En fin de compte, on a l'impression de manger à peu près les 
mêmes ingrédients matin, midi et soir, avec toutefois plus de poisson au déjeuner ou au dîner. Comme de bien entendu, le poisson cru est le plat roi (les Japonais consomment 2 fois plus de poisson que de viande), souvent associé au riz omniprésent, notamment sous forme de sushi. La coupe du poisson est tout un art, qui requiert des couteaux de compétition, une spécialité locale. Et l'on coupe de tout, la variété de poisson, et d'autres produits de la mer (oursin, holothurie, crevette, Saint-Jacques, etc...) étant d'une rare richesse, comme on peut s'en rendre compte dans les restaurants de sushi où les cuisiniers préparent devant vos yeux ce que vous allez déguster, comme dans le quartier de Tsukiji : si la halle aux poissons a déménagé, il reste une multitude de détaillants qui vendent toutes sortes de produits, et des restaurants de tous types, du boui-boui avec 3 tables sur le trottoir aux confortables établissements bourgeois.
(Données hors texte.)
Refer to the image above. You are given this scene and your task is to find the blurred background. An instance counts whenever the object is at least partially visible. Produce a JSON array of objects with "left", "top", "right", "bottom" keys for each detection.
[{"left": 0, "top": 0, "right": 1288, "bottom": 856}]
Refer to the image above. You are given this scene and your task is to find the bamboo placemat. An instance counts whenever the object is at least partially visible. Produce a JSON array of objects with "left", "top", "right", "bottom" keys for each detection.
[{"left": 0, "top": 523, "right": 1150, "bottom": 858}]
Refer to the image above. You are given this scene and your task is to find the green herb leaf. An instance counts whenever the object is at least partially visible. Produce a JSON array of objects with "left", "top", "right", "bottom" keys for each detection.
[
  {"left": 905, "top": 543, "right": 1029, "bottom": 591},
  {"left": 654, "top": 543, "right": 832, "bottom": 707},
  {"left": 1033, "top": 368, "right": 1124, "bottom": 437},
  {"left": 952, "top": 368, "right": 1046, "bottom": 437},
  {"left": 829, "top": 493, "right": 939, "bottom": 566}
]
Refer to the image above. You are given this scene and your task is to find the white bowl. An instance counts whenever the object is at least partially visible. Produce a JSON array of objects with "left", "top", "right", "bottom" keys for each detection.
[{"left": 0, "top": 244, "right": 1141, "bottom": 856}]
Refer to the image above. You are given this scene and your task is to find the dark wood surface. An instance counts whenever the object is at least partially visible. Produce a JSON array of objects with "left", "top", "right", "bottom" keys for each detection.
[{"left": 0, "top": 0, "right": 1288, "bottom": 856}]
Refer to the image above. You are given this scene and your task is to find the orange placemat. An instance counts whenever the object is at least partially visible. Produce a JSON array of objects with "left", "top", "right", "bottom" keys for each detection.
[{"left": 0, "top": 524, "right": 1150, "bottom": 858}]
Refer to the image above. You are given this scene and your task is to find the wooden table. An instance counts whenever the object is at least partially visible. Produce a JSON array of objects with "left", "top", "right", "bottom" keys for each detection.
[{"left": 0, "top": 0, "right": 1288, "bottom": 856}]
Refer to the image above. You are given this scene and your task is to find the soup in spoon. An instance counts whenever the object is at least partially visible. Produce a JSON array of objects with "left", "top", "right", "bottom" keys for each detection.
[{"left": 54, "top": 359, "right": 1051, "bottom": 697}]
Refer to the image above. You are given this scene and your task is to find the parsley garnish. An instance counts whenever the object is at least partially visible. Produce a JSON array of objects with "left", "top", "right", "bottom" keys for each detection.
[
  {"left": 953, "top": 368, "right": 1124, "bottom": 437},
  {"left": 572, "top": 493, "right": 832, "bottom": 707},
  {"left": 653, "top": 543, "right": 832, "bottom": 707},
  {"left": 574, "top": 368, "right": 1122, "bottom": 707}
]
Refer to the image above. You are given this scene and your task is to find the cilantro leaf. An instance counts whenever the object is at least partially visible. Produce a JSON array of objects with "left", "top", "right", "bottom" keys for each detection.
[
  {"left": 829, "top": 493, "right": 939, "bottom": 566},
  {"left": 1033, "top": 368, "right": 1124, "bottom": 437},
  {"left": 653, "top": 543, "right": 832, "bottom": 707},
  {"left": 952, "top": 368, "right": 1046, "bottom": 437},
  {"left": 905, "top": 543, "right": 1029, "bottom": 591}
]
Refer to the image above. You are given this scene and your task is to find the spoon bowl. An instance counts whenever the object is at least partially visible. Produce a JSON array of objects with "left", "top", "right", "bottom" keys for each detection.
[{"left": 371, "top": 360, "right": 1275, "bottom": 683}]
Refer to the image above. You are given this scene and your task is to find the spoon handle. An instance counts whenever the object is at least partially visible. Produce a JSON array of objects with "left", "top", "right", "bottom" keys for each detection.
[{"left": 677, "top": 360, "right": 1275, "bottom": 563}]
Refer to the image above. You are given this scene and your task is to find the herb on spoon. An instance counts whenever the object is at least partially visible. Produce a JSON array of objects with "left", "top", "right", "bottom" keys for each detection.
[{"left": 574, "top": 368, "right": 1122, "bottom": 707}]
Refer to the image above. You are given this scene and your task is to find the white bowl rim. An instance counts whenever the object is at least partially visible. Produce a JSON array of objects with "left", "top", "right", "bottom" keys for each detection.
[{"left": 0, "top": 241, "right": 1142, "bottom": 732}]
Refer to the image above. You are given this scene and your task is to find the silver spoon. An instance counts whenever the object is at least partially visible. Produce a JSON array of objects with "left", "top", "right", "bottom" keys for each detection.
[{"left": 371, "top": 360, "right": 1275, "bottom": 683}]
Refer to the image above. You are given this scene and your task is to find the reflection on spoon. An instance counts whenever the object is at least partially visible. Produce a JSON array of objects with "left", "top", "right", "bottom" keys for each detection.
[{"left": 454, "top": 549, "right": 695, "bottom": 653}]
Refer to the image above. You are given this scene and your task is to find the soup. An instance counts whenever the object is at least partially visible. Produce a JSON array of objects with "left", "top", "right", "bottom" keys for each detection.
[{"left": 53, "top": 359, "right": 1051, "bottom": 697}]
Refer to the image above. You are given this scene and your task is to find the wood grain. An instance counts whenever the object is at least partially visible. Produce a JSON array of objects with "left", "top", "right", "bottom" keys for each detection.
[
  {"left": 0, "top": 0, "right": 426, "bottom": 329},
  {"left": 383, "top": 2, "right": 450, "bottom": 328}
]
Vous trouvez aussi fréquemment ces gargotes où les plats défilent sur un tapis roulant devant vous, vous vous servez selon votre goût et votre appétit, jusqu'à étancher votre faim, et les coupelles vides, souvent de différentes couleurs selon les prix, constituent l'addition que vous allez payer à la fin du repas. Enfin, il y a l'incontournable fugu, ce poisson décrit comme délicieux (et hors de prix), et qui doit être préparé de manière très rigoureuse pour éviter d'être toxique. Nous ne nous y risquons pas, même si un aquarium dans une devanture propose ces curieux poissons aux amateurs de sensations fortes.
 

Mais on trouve aussi de la viande, et bien entendu le fameux bœuf de Kobé, persillé, au goût subtil, dont l'effigie se rencontre à chaque coin de rue, et pas seulement à Kobé. Nous avons eu affaire à une autre variété, le boeuf de Hida, du même type, moins connu, mais tout aussi succulent, originaire de la région de Takayama. Dans un coquet restaurant, nous faisons griller nos fines tranches de boeuf, appréciant le temps d'un soir cette entorse au strict régime poisson. Une remarque en passant : s'il est parfois compliqué de savoir ce que propose un restaurant, la traduction en anglais étant inexistante ou fantaisiste, il y a souvent des représentations en vitrine des plats, reproduites en terre cuite, qui permettent d'avoir au moins une idée de ce que l'on mangera, à défaut d'en anticiper le goût.

Dans les ryokans, ces traditionnelles auberges japonaises, de la campagne ou des villes moyennes, le repas du soir et le petit déjeuner font partie de la prestation. Pas de choix à effectuer, votre plateau se compose toujours d'une bonne dizaine de plats différents, soupe miso et riz, tofu (pâté de soja) sous différentes formes, et toutes sortes de légumes ou assimilés, parfois reconnaissables, au goût plus qu'à l'aspect, parfois pas du tout : patate douce, taro, bambou, radis, chou, algue, shiitake (champignon). Quelle variété finalement pour des repas diététiques, on ne s'alourdira pas de kilos supplémentaires malgré l'apparente abondance dans les assiettes.